Governor Wolf Joins Pittsburgh in Mourning After Tragic Shooting in the Tree of Life Synagogue

Governor Wolf Joins Pittsburgh in Mourning After Tragic Shooting in the Tree of Life Synagogue. (photo credit: FLICKR)

About $3.2 million has been designated to secure nonpublic schools, including nine Jewish day schools and yeshivas, one year after the deadly synagogue shooting at the Tree of Life congregation in Pittsburgh, Pennsylvania.

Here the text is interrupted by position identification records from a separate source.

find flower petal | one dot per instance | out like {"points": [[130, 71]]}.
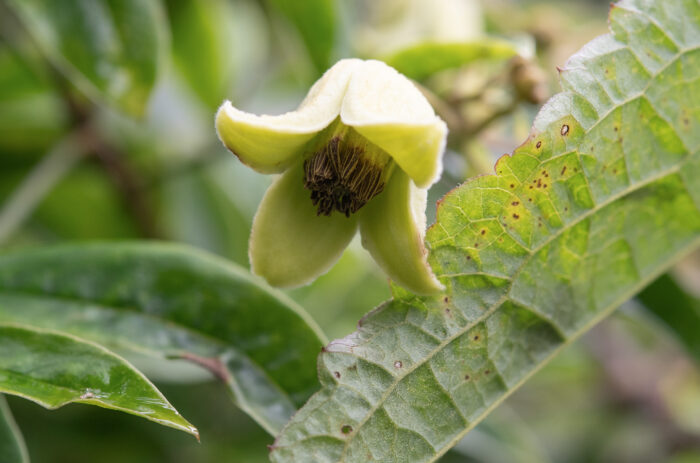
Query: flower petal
{"points": [[290, 245], [270, 144], [392, 226], [386, 108]]}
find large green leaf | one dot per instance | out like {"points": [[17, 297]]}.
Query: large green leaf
{"points": [[55, 369], [600, 200], [168, 301], [425, 59], [679, 310], [107, 48], [12, 448]]}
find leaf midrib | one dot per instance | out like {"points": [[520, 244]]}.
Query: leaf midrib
{"points": [[231, 383], [506, 296]]}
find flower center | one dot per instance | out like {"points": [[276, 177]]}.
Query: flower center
{"points": [[344, 175]]}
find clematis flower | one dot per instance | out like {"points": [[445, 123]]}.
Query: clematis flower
{"points": [[359, 152]]}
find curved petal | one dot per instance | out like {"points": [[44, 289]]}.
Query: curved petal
{"points": [[270, 144], [392, 226], [290, 245], [387, 109]]}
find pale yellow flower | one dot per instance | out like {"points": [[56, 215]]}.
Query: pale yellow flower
{"points": [[359, 152]]}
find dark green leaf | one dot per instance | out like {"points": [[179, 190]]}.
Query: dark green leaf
{"points": [[679, 310], [54, 369], [602, 198], [12, 448], [425, 59], [317, 22], [107, 48], [170, 301]]}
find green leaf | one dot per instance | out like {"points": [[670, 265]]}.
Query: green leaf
{"points": [[168, 301], [679, 310], [317, 22], [12, 448], [55, 369], [601, 199], [201, 39], [107, 48], [425, 59]]}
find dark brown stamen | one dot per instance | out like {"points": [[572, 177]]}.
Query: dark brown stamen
{"points": [[341, 178]]}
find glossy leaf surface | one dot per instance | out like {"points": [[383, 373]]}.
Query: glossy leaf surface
{"points": [[171, 301], [602, 198], [54, 369]]}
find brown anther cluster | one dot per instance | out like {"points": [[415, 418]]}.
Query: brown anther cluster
{"points": [[341, 178]]}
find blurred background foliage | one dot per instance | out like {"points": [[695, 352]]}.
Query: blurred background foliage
{"points": [[106, 133]]}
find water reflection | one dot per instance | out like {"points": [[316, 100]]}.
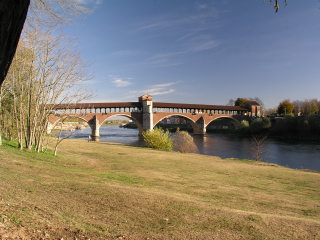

Lawmakers, including Pennsylvania Governor Tom Wolf and the state legislature, secured the additional funds and expanded safety opportunities for at-risk schools in the budget for the 2019-2020 school year, according to a press release by Teach PA, a division of Teach Coalition which advocated for equitable government funding for Pennsylvania nonpublic schools.

Pennsylvania was the first state in the US to fund security personnel at nonpublic schools through the Safe Schools Targeted Grant Program.

"We thank Governor Wolf and our state legislators for awarding these funds to nonpublic schools, making our students and educators safe,” said Teach PA Executive Director Arielle Frankston-Morris.

Dan Mitzner, Director of State Political Affairs at Teach Coalition said that, “with continued teamwork, we hope to achieve even more, to keep all Pennsylvania’s schoolchildren and at-risk institutions safe.”

The bill that allowed the funds to be secured was passed in June. Limited funds created a competitive applicant field, meaning that there was a limit to the number of candidates that could receive a grant.

Recipient schools are able to use the funding immediately and apply it to eligible safety expenditures going back to July.

The program was largely advanced after the Tree of Life synagogue was attacked in October 2018 by an active shooter during Shabbat morning services. During the attack, 11 people were killed and seven were injured, making it the deadliest act of antisemitism in US history.